Julian, Count of Ceuta was a Christian local ruler or subordinate ruler in North Africa who had a role in the Umayyad conquest of Hispania, a key event in the history of Islam in which al-Andalus was to have a major role and the subsequent history of what were to become Spain and Portugal.

Count Julian was "Commander of Septem" (present-day Ceuta), and according to some scholars, possibly last Byzantine Exarch of Africa.

Luis García de Valdeavellano writes that, during the Umayyad conquest of North Africa, in "their struggle against the Byzantines and the Berbers, the Arab chieftains had greatly extended their African dominions, and as early as the year 682 Uqba had reached the shores of the Atlantic, but he was unable to occupy Tangier, for he was forced to turn back toward the Atlas Mountains by a mysterious person" who became known to history and legend as Count Julian. Muslim historians have referred to him as Ilyan or Ulyan, "though his real name was probably Julian, the Gothic Uldoin or perhaps Urban or Ulbán or Bulian."

Julian is sometimes regarded as having been a vassal of Roderic, king of the Visigoths in Hispania (modern Portugal and Spain). But Valdeavellano notes other possibilities, arguing that probably he was a berber.

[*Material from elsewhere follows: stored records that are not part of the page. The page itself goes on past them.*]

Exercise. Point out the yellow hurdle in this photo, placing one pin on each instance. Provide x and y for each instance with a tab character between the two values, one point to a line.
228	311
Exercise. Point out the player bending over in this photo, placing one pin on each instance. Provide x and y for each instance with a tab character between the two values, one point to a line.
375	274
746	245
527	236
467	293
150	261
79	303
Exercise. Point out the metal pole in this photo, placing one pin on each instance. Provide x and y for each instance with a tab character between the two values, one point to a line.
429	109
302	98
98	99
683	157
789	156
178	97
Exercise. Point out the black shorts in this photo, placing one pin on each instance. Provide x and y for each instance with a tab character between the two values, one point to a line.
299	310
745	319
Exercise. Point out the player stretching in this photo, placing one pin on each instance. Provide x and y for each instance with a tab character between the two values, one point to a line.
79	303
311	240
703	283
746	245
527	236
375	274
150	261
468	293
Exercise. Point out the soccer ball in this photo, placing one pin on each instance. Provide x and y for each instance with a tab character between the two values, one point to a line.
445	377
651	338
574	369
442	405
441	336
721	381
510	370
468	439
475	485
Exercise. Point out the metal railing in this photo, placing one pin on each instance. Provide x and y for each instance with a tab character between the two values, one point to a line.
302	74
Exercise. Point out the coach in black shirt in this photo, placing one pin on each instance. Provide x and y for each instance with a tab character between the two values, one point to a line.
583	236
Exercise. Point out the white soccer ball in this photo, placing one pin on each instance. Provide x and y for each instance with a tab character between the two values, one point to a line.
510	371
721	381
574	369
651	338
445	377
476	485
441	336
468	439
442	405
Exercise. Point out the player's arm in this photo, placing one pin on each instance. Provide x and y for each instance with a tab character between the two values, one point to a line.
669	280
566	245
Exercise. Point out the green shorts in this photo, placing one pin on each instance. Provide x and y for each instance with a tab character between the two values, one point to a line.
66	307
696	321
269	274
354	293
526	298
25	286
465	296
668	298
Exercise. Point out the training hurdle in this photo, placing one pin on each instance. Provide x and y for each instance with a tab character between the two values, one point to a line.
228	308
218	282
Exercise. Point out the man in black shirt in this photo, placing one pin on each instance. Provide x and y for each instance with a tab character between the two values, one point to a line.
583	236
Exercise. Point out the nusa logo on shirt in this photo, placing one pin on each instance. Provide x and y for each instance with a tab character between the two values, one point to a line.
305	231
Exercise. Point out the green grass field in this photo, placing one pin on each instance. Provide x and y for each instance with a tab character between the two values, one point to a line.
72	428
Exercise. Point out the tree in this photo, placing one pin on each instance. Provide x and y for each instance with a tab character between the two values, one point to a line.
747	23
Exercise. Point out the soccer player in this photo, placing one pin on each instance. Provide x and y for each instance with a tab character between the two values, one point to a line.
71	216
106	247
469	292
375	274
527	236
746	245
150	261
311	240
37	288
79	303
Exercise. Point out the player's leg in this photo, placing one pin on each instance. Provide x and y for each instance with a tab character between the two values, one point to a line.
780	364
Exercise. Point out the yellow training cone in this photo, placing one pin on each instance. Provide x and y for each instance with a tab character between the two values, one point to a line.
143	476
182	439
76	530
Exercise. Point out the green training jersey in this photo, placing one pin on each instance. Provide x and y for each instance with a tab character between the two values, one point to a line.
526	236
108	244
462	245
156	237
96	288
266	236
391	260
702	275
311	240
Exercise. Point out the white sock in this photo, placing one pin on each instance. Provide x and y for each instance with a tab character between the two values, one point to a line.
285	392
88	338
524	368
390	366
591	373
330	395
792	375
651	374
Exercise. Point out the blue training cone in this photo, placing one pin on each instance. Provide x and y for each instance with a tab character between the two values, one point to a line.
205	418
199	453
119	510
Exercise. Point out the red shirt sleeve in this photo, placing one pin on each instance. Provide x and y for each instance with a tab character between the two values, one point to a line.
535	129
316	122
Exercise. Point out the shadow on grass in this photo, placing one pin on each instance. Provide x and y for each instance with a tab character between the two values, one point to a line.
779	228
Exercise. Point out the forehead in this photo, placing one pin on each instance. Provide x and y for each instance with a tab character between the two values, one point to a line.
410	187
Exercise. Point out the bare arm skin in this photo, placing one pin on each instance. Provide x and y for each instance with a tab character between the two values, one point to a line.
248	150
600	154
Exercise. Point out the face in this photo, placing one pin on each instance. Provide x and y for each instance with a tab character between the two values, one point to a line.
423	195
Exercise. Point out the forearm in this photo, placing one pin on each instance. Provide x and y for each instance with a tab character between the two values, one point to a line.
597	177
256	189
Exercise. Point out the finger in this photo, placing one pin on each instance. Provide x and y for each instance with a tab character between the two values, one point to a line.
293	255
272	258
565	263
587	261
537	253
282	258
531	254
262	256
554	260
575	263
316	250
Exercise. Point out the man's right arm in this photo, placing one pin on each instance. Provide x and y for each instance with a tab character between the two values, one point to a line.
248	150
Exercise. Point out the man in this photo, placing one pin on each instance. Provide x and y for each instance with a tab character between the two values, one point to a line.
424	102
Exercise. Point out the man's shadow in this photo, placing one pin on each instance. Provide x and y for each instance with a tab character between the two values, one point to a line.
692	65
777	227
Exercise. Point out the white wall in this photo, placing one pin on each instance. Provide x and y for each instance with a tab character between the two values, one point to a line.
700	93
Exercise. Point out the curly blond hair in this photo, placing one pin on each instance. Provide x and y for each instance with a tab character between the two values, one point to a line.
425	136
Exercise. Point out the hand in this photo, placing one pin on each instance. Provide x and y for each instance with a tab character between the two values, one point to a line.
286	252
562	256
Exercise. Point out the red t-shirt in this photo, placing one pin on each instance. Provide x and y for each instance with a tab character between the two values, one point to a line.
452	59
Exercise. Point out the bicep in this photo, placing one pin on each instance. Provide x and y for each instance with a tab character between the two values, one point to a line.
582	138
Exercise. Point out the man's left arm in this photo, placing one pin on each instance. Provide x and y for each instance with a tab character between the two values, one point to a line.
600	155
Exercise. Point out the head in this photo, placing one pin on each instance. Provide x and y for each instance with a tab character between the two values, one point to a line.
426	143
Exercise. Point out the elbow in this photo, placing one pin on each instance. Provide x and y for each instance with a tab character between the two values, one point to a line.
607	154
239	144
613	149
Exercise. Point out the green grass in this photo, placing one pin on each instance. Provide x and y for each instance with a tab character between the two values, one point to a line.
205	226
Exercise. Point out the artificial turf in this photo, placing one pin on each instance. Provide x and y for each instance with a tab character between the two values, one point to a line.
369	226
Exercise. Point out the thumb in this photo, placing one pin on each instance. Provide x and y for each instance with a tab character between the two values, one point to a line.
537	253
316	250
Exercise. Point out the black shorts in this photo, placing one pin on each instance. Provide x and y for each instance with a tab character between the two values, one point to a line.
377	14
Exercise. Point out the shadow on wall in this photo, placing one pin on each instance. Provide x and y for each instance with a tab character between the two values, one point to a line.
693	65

We are not certain whether he was a Berber, a Visigoth, or a Byzantine; as a "count" he may have been the ruler of the fortress of Septem, once part of the Visigoth kingdom; or he may have been an exarch or a governor ruling in the name of the Byzantine Empire: or, as appears more likely, he may have been a Berber who was the lord and master of the Catholic Berber tribe of the Gomera.